A portion of the disclosure of this patent document contains material to which a claim for copyright is made. The copyright owner has no objection to the facsimile reproduction by anyone of the patent document or the patent disclosure, as it appears in the Patent and Trademark Office patent file or records, but reserves all other copyright rights whatsoever.
Embodiments of the present invention relate to artificial intelligence systems for training classifiers.
There are numerous reasons for classifying entities. Binary classification indicates whether or not an entity is in a particular class. Classification can be done based on the publications of an entity. This can include social media publications. The social media publications are analyzed for the presence of indicators. The indicators might be key words. The presence or absence of an indicator might be digitally stored as a binary value of 1 if said indicator is present and a binary value of 0 if said indicator is not present. Prior art systems have assigned different weights to different indicators. This recognizes that some indicators are stronger than others. It has been discovered, however, that when there is a large number of low weight indicators in an entity's publications, prior art systems tend to over predict the probability that an entity is in a particular class. There is need, therefore, for an artificial intelligence system for training a classifier that will not over predict due to large numbers of low weight indicators.
The summary of the invention is provided as a guide to understanding the invention. It does not necessarily describe the most generic embodiment of the invention or the broadest range of alternative embodiments.
A system for training a classifier has a database of training data and a modeling system for building a classification model based on the training data. The database has a binary class for each entity and binary tokens indicating whether or not one or more indicators about the entity are true. The classification model is based on a tempered indication of the tokens. The tempered indication is a ratio of a weighted sum of the tokens for each entity divided by a tempering factor. The tempering factor is a function of the unweighted sum of the tokens for each entity. Thus the tempering factor will reduce the indication when large numbers of low weight tokens are present so that the model does not over predict the probability of an entity being in a class.
The detailed description describes non-limiting exemplary embodiments. Any individual features may be combined with other features as required by different applications for at least the benefits described herein.
As used herein, the term “about” means plus or minus 10% of a given value unless specifically indicated otherwise.
As used herein, a “computer-based system”, “computer system”, “database” or “engine” comprises an input device for receiving data, an output device for outputting data, a permanent memory for storing data as well as computer code, and a microprocessor for executing computer code. The computer code resident in said permanent memory will physically cause said microprocessor to read-in data via said input device, process said data within said microprocessor, and output said processed data via said output device.
As used herein a “binary value” is any type of computer data that can have two states.
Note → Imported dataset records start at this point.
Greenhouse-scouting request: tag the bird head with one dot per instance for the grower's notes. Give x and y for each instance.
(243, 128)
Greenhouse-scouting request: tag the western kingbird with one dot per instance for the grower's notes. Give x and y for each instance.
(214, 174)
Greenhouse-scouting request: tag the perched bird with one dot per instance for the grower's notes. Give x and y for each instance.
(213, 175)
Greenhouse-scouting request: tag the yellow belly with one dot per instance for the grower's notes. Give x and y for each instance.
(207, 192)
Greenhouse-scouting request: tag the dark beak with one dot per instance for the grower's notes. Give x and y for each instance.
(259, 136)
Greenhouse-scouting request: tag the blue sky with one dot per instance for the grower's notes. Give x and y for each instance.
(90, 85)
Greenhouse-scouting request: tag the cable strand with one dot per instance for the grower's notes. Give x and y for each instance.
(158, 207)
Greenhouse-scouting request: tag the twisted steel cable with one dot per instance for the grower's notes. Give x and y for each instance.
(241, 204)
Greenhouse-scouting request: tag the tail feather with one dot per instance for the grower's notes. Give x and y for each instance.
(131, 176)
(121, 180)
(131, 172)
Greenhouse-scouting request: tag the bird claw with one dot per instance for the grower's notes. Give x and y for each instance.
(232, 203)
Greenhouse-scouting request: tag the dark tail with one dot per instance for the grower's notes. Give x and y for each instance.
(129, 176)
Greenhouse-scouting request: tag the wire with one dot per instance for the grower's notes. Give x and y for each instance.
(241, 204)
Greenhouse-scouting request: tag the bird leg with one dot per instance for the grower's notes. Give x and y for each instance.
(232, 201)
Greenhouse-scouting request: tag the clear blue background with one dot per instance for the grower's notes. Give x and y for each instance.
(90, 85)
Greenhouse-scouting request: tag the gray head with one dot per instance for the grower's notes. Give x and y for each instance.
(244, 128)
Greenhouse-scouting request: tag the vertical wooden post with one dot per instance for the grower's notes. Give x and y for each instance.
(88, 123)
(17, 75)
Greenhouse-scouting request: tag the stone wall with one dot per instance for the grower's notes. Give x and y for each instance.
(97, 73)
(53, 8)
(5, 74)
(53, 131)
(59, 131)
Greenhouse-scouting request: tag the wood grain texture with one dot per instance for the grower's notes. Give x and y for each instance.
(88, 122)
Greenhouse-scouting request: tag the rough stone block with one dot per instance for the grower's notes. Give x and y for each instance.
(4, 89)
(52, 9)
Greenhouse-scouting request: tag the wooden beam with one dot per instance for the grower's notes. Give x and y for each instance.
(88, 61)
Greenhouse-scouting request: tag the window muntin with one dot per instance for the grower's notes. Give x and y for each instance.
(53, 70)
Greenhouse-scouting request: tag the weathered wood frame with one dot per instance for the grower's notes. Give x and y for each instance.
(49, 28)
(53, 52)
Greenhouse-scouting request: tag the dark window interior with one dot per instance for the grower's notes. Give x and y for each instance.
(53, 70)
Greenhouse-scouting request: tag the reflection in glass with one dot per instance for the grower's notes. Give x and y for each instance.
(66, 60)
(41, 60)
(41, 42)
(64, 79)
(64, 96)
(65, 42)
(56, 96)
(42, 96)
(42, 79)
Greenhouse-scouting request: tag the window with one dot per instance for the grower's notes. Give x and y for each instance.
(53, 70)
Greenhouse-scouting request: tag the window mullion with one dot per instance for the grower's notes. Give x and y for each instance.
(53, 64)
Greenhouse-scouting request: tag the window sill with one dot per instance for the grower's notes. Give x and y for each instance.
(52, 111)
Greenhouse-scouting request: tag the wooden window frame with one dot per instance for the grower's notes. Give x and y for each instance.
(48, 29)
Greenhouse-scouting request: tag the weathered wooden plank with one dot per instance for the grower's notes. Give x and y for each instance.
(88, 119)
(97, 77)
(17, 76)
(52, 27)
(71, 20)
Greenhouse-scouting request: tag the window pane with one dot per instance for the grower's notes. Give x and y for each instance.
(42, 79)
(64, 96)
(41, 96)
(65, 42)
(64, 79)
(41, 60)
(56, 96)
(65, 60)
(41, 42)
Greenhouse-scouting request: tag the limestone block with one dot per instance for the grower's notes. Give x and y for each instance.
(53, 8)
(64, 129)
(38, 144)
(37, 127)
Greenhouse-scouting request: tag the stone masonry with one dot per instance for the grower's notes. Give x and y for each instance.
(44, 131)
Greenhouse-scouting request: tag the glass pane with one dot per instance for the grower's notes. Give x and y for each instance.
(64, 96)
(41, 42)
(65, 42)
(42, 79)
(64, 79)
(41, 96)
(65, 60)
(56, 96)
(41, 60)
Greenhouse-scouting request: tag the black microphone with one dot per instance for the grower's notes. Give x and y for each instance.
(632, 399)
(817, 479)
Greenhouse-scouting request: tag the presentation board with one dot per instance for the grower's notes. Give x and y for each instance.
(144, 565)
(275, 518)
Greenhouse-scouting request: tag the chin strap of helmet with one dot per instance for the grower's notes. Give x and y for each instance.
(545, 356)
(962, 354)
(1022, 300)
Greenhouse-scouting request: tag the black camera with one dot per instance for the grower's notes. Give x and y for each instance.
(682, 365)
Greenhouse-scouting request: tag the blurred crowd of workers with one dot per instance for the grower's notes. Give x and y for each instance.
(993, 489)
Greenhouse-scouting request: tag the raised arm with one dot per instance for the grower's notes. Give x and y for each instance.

Said data may be, but is not limited to, a bit, an integer, a character string, or a floating point number. A binary value of “1” or “true” is interpreted as the number 1 for arithmetic calculations. A binary value of “0” or “false” is interpreted as the number 0 for arithmetic calculations.
As used herein, the symbols “i” and “j” refer to index numbers for one of a plurality of objects. Thus the term “entity j” refers to a jth entity in a plurality of said entities. The term “token i” refers to an ith token in a plurality of said tokens.
As used herein the term “adjudicated class” means that a classification that has been done independently, in at least some respect of the data, used to train a classifier. Referring to
The computer implemented modeling engine 120 comprises a microprocessor and computer readable instructions stored on a permanent memory. The computer readable instructions are operable to cause said microprocessor to physically carry out the steps of:
The output is useful for an automated classification system that will read in token data for prospective entities and use said model for determining a probability of said prospective entity being in said class.
The tempering factor has a value of 1 when there is only one indicator found in an entity's data (i.e. the unweighted sum of said tokens i for said entity j has a value of 1). This is the function of the offset factor 146.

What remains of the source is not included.